I do understand that if I print the list object by object that the BOM will not appear (Special national characters won't .split() in Python). And the BOM is not in the raw text files. But I worry that those BOM will remain when running later arguments for text analysis and thus any object that appears in the list as \ufeffword rather than word will be analyzed as \ufeffword.

Again, is it possible to remove the BOM after the fact?

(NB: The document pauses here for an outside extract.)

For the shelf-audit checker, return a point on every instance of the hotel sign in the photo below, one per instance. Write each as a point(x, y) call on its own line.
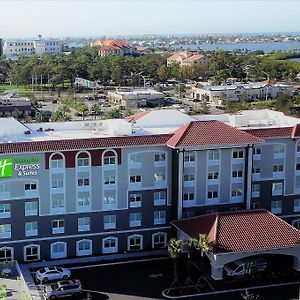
point(28, 166)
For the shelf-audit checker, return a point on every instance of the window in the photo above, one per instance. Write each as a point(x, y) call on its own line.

"and thus the original encoding is highly variable and unknown to me." - Then you should probably be opening in binary mode instead of text mode. You don't know the encoding, so don't lie and say you do. — Kevin, Jun 03 '15 at 19:53
@Kevin: Fair point. I did try binary mode, but ran into a problem writing the file later. I think I can solve that problem using `outfile.write(bytes(text, "UTF-8"))`, although I'm not quite sure if I then re-introduce an encoding (decoding?) problem (among other formatting issues to explore). — bauerandrew, Jun 11 '15 at 19:21
If you open both files in binary mode, you will read bytes objects (`str` in 2.x, which gets the alias `bytes` in 2.7, and is fully renamed in 3.x) and write bytes objects. No conversion should be necessary. — Kevin, Jun 11 '15 at 19:33

Maurice · Answer 1 · 2021-01-12T13:28:18.217

The problem is that you are replacing specific bytes, while the representation of your byte order mark might be different, depending on the encoding of your file. Actually checking for the presence of a BOM is pretty straightforward with the codecs library. Codecs has the specific byte order marks for different UTF encodings. Also, you can get the encoding automatically from an opened file, no need to specify it. Suppose you are reading a csv file with utf-8 encoding, which may or may not use a byte order mark. Then you could go about like this:

import codecs

with open("testfile.csv", "r") as csvfile:
    line = csvfile.readline()
    if line.__contains__(codecs.BOM_UTF8.decode(csvfile.encoding)):
        # A Byte Order Mark is present
        line = line.strip(codecs.BOM_UTF8.decode(csvfile.encoding))
    print(line)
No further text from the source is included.